Wednesday, July 30, 2014

Survey Response: Dorothy Engelman, Candidate for Utah House 74

Dorothy Engelman
Candidates for the November 2014 elections were given the opportunity to respond to a few questions relating to autism. The following responses are from Dorothy Engelman, candidate for Utah House District 74.

Insurance Coverage:   SB57 was passed in the 2014 legislative session. It goes into effect on January 1, 2016, and among other things, will require individual and large group plans to cover a limited amount of behavioral therapy for autistic children through age 9. The bill has a sunset clause which will cause it to expire on January 1, 2019. 

Would you support renewal or expansion of SB57 if the costs prove to be manageable?

Yes, I'm surprised that a sunset clause was included in the legislation; I would definitely champion the coverage being continued if proving effective and manageable.

WanderingWandering (or elopement) is an issue that affects around half of children with ASD, as well as many people with Alzheimer’s and dementia. There are substantial costs involved with search efforts that often require emergency personnel. There are also promising technologies, such as smartphones, GPS, and Bluetooth, which can help with tracking these individuals. 

 Would you support efforts to:
  • better understand the extent of the wandering problem in Utah
  • promote training for emergency personnel
  • identify technological solutions and help make them affordable for caregivers
I believe educating the public and emergency personnel are powerful actions that would help address the issue of Wandering. This, along with training for first responders, is an important step in keeping our loved ones safe and should be a major focus.

The advances in technical solutions are encouraging and when elected, I will work to include these in insurance plans and grants.

Education: Education is a priority for many UAC members.
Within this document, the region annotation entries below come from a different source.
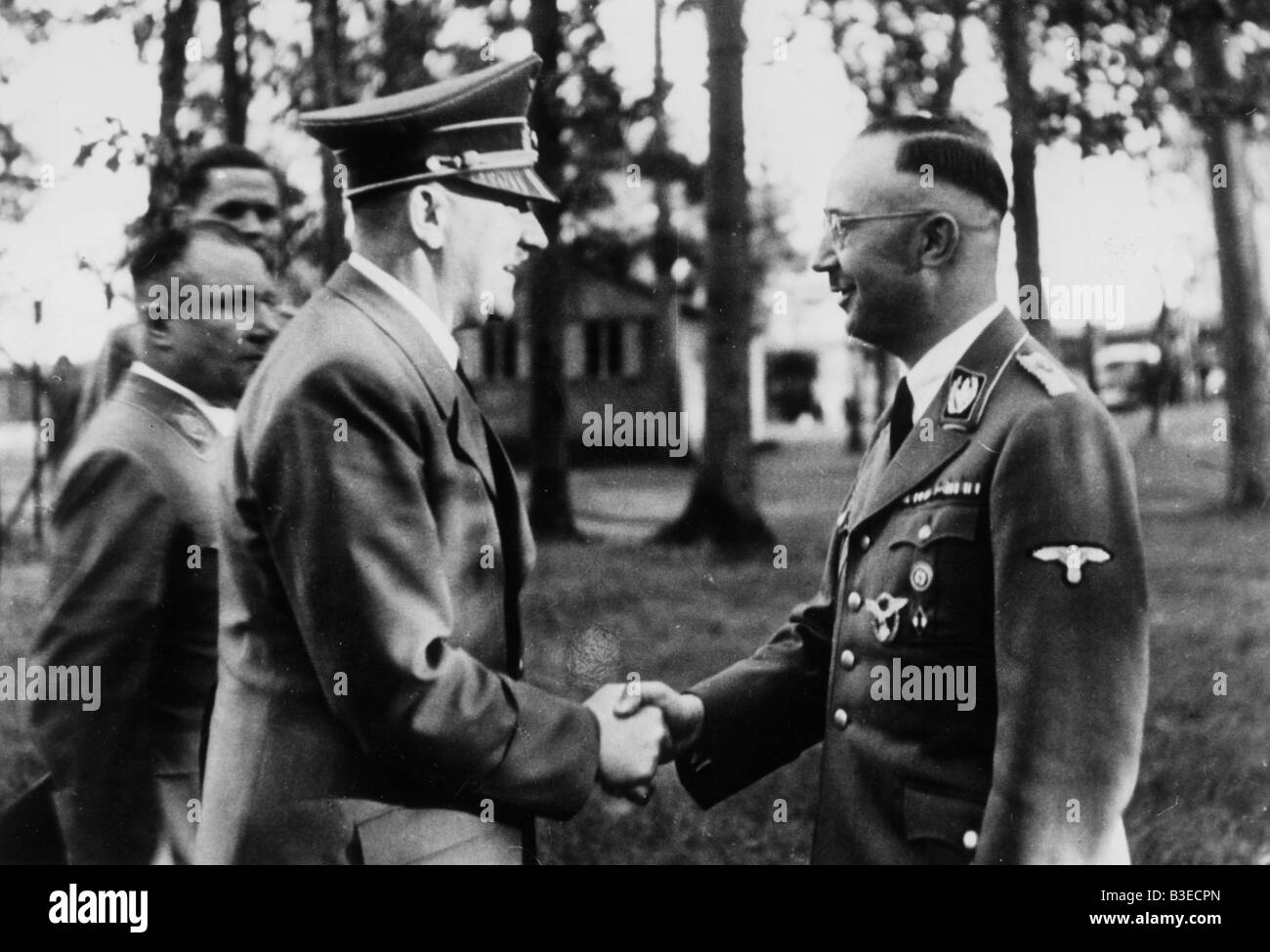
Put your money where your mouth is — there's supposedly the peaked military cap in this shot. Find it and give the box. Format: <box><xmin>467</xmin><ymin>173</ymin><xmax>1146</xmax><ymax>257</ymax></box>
<box><xmin>300</xmin><ymin>56</ymin><xmax>559</xmax><ymax>202</ymax></box>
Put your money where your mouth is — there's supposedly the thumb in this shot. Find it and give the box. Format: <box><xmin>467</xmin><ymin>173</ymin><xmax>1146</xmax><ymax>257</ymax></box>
<box><xmin>614</xmin><ymin>681</ymin><xmax>674</xmax><ymax>718</ymax></box>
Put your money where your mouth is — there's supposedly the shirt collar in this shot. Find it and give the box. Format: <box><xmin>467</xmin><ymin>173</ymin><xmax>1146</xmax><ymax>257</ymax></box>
<box><xmin>905</xmin><ymin>301</ymin><xmax>1004</xmax><ymax>427</ymax></box>
<box><xmin>348</xmin><ymin>251</ymin><xmax>458</xmax><ymax>371</ymax></box>
<box><xmin>128</xmin><ymin>360</ymin><xmax>236</xmax><ymax>436</ymax></box>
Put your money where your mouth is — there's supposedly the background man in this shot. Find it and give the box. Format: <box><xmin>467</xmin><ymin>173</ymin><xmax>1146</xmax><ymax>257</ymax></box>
<box><xmin>32</xmin><ymin>225</ymin><xmax>284</xmax><ymax>863</ymax></box>
<box><xmin>71</xmin><ymin>145</ymin><xmax>282</xmax><ymax>436</ymax></box>
<box><xmin>623</xmin><ymin>117</ymin><xmax>1147</xmax><ymax>863</ymax></box>
<box><xmin>198</xmin><ymin>58</ymin><xmax>664</xmax><ymax>863</ymax></box>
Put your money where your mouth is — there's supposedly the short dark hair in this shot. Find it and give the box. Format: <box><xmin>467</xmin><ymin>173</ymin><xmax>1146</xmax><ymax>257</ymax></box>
<box><xmin>860</xmin><ymin>115</ymin><xmax>1010</xmax><ymax>216</ymax></box>
<box><xmin>177</xmin><ymin>144</ymin><xmax>283</xmax><ymax>204</ymax></box>
<box><xmin>128</xmin><ymin>221</ymin><xmax>255</xmax><ymax>288</ymax></box>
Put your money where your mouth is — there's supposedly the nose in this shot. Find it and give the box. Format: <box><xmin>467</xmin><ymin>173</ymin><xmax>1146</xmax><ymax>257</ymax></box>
<box><xmin>812</xmin><ymin>228</ymin><xmax>838</xmax><ymax>271</ymax></box>
<box><xmin>235</xmin><ymin>208</ymin><xmax>264</xmax><ymax>237</ymax></box>
<box><xmin>521</xmin><ymin>211</ymin><xmax>547</xmax><ymax>249</ymax></box>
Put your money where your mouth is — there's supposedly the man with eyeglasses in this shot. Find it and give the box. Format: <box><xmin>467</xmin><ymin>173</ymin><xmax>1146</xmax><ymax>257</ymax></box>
<box><xmin>197</xmin><ymin>58</ymin><xmax>665</xmax><ymax>863</ymax></box>
<box><xmin>622</xmin><ymin>117</ymin><xmax>1147</xmax><ymax>863</ymax></box>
Kids on the spectrum often require special education resources.

What do you see as the current state of the Utah education system, including Special Ed, and what steps would you support to improve it?

As a former educator who taught special needs & at-risk students, I am acutely aware of the need for expanding Utah's Special Ed offerings and will work with others in the legislature who are promoting this issue. Education is the path to success in life and this applies to ALL students!

Housing and Employment: When autistic people transition out of the public school system, many of them need help with housing and employment. According to the 2013 Annual Report of the Utah Division of Services for People with Disabilities, Over 5,000 Utahns received services, and 80% of them had an intellectual disability. Another 1,892 Utahns are on the waiting list.

Would you support steps to improve housing and employment opportunities for individuals with autism?

Yes. Safe, secure, affordable housing provided by a fulfilling job-and support when needed-is something desired by most people. As autistic children move out of the public school system, they should be able to find such employment and housing. 1,892 is an unacceptable number of Utahns waiting for service though the Utah Division of Services for People with Disabilities; I will work to make more funds and personnel available for these vulnerable folks through appropriations and grants. Additionally, I will review what other states have done to address this challenge.